Convergence: Theory into Practice

Peer Reviewing the Peer Review Game

Following the development meeting, we sent that script out for blind peer review. It might be interesting for readers who have never participated in a publisher’s review to know how seriously we take the feedback we receive from reviewers. It is written up, mulled over, analyzed, discussed, and incorporated. Peer reviewers are important partners in the development process. Below is an excerpt from an internal memo summarizing our reviewer’s feedback.

May 7, 2006

To: Ryan Moeller, KS, NC, JF, DW, EA, HW, KH

From: KW, LK, EB

RE: Peer Factor: Episode One, Giving Feedback: Questionnaire Summary

The Respondents

Our 11 respondents are experienced composition teachers from 2- and 4-year colleges across the country. Most conduct peer review in class, with students in groups of three or four. Two respondents conduct whole-class, instructor-led sessions in addition to or instead of small-group peer review. Most respondents use peer review response sheets—some distribute these before class, others during. All respondents ask their students to complete a written response to their peers’ work. Several respondents ask their students to read their papers aloud in peer review sessions. One respondent uses Comment [Comment is Bedford/St. Martin’s peer review tool].

General Assessment and Likelihood of Using the Game

Respondents described the game as an accessible introduction to peer review, a useful model for peer review strategies and language, a low-risk arena in which to practice the peer review process, and a constructive starter for class discussions about peer review techniques. As one respondent said, “I think Peer Factor fills a well-needed niche, and does it well.”

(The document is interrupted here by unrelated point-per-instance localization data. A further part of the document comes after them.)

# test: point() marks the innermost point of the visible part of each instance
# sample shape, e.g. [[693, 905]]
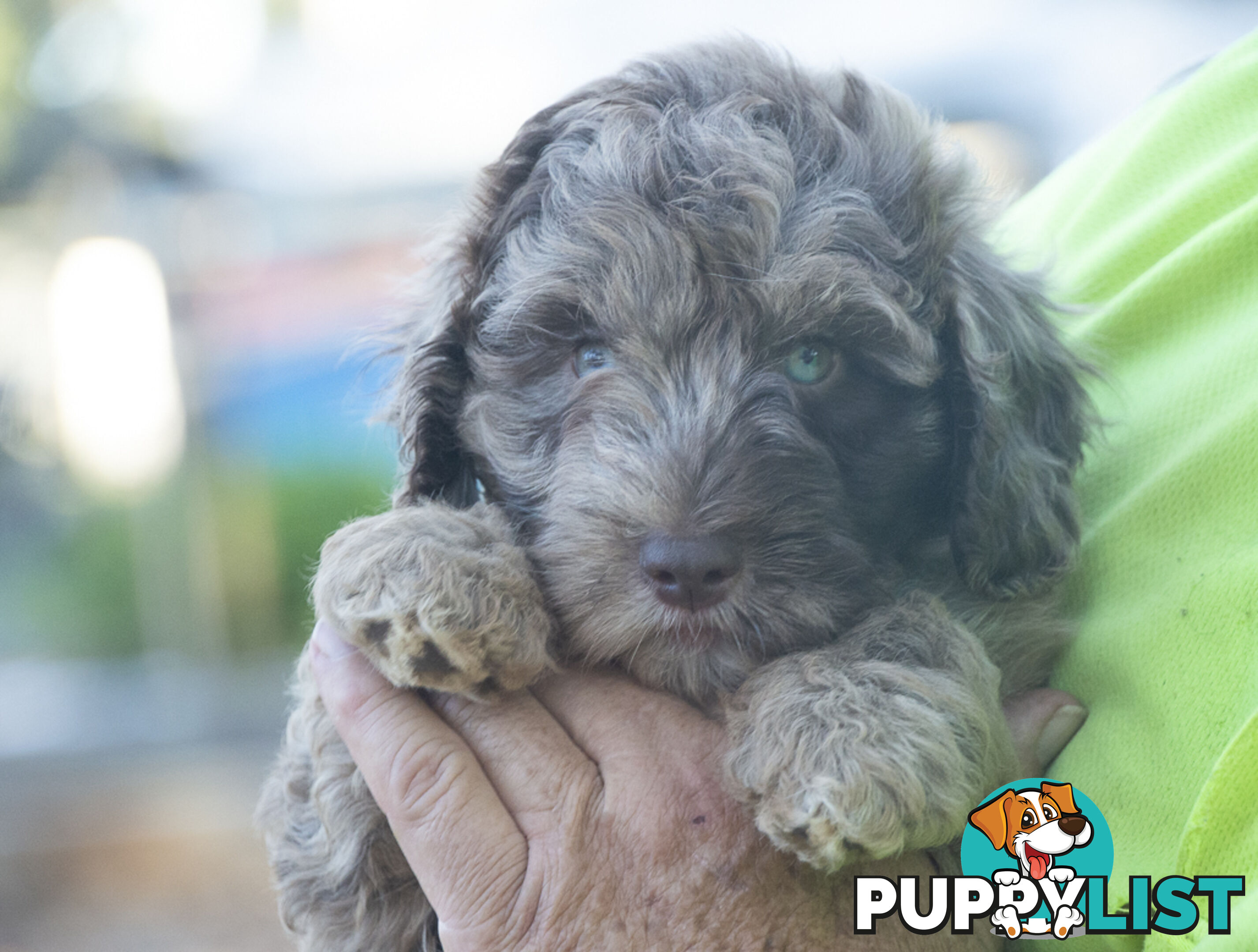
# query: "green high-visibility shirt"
[[1154, 232]]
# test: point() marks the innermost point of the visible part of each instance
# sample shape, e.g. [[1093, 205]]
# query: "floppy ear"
[[1021, 420], [1062, 794], [437, 372], [990, 818]]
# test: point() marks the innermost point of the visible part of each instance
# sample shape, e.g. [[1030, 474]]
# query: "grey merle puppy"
[[728, 391]]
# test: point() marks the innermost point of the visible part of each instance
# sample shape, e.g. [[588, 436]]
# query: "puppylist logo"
[[1036, 858]]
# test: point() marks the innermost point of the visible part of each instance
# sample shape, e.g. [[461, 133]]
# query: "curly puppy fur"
[[757, 416]]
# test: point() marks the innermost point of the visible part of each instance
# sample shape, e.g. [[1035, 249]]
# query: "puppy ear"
[[990, 818], [437, 372], [426, 412], [1062, 794], [1021, 419]]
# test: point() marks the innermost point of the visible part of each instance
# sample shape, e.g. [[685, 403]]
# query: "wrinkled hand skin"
[[642, 851], [437, 598]]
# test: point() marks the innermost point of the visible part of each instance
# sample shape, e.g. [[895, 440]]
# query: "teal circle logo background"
[[1096, 859]]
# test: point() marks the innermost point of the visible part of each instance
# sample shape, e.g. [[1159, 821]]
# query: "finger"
[[1042, 722], [538, 770], [622, 725], [455, 830]]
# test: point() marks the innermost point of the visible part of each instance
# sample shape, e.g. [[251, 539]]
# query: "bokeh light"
[[119, 400]]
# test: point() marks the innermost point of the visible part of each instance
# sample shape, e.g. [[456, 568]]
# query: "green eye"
[[809, 363], [590, 357]]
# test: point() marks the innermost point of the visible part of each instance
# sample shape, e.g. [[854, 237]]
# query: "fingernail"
[[1058, 731], [329, 640]]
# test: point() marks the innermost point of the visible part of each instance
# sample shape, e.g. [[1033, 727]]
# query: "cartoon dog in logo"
[[1034, 827]]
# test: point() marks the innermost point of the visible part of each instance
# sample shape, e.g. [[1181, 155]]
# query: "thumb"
[[1042, 722]]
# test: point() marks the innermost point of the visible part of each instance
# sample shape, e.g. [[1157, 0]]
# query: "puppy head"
[[713, 313]]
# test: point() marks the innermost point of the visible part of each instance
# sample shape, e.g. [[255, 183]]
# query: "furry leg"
[[343, 882], [878, 744], [437, 598]]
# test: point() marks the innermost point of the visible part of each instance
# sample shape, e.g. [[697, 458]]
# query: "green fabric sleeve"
[[1154, 233]]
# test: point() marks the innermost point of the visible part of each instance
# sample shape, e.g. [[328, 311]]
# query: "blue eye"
[[590, 357], [809, 363]]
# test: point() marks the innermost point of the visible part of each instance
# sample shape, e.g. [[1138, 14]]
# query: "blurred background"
[[207, 208]]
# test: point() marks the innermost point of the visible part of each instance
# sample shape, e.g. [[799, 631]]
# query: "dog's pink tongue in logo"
[[1038, 863]]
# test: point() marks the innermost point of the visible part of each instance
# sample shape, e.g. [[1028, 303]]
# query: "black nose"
[[1072, 824], [690, 573]]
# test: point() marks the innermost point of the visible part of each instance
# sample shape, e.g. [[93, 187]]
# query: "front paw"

Most respondents reported that they would be “very likely” to use the game.

Best Practices

Most respondents thought the best practices were well modeled in the game. As one reviewer said, “I suspect I could have listed several of the best practices in a quiz after reading the script for the game, even without having been a teacher of the subject first.”

Referring to Best Practice #3, Talk the Peer Review Talk, one respondent suggested beefing up the game script with even more peer review words and phrases, especially those related to audience, tone, stance, bias, coherence, structure, thesis, and clarity.

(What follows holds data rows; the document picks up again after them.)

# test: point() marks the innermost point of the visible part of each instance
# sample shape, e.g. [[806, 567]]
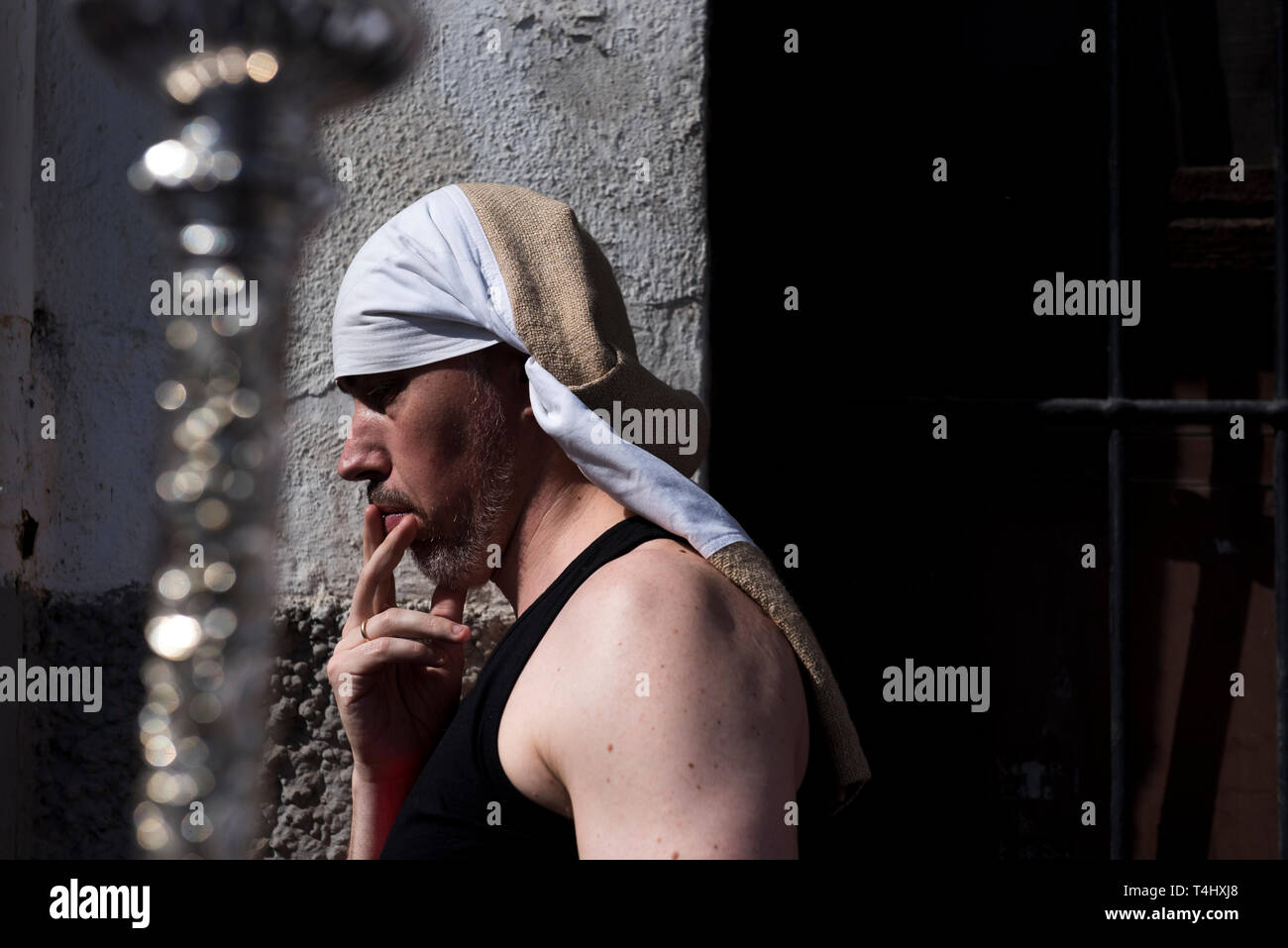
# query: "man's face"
[[434, 443]]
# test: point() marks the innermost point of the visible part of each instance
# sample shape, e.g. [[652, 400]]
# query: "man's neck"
[[561, 519]]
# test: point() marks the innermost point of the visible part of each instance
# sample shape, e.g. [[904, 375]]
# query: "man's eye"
[[381, 393]]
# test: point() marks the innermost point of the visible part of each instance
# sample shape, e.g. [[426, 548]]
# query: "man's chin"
[[451, 570]]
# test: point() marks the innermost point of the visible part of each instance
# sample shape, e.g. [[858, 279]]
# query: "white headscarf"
[[426, 287]]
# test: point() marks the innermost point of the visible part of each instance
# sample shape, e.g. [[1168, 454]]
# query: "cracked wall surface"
[[597, 104]]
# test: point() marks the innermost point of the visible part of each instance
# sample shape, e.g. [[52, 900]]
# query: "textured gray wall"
[[566, 98]]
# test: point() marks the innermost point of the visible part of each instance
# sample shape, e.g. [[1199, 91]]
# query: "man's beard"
[[460, 558]]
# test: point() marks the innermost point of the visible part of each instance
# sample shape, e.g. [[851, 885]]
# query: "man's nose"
[[364, 455]]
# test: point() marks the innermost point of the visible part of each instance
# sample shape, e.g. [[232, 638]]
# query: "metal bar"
[[1120, 411], [1280, 466], [1120, 819]]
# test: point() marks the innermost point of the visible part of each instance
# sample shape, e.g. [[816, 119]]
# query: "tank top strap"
[[616, 541]]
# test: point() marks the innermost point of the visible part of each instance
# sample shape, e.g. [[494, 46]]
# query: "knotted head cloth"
[[475, 264]]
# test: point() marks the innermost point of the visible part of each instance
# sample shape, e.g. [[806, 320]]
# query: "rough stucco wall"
[[567, 98]]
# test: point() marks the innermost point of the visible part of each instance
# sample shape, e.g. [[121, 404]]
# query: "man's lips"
[[393, 520]]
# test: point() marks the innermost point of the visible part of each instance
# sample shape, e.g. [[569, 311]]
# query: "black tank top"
[[447, 813]]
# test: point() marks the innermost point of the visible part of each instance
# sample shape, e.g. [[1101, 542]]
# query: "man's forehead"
[[348, 382]]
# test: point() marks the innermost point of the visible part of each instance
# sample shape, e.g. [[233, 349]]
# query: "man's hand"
[[395, 691]]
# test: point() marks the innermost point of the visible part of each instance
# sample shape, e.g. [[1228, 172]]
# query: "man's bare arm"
[[699, 759]]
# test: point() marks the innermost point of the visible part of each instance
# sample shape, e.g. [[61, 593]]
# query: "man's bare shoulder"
[[679, 707]]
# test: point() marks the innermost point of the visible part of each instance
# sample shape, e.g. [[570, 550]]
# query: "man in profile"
[[658, 695]]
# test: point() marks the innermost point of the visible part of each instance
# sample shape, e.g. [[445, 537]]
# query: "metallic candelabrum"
[[237, 187]]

Three respondents suggested that we revisit and clarify the first best practice, which now reads:

As a peer reviewer, your first task is not to evaluate the essay but to see it clearly. Before you begin to make judgments, first be sure you can describe what you see.

While confirming that students do need to verbalize what the writer is saying before responding to how well the writing works, these respondents expressed concern that, as worded, this best practice would reinforce students’ habit of giving vague, uncritical comments.

Two respondents suggested adding a best practice on audience—one that would remind students to respond as readers as well as critics (by pointing to parts of an essay that are amusing or affecting, for example). Two other respondents suggested adding a best practice on students’ responsibility to each other—one that would remind students to respond as fellow writers as well as readers and critics.

We also asked reviewers to evaluate the paper assignment, the characters, the paper topics, as well as each individual response in the script. They told us where we did and did not strike the right balance, challenging but not overwhelming. They evaluated the student papers, the dialogue, and the game play scenarios.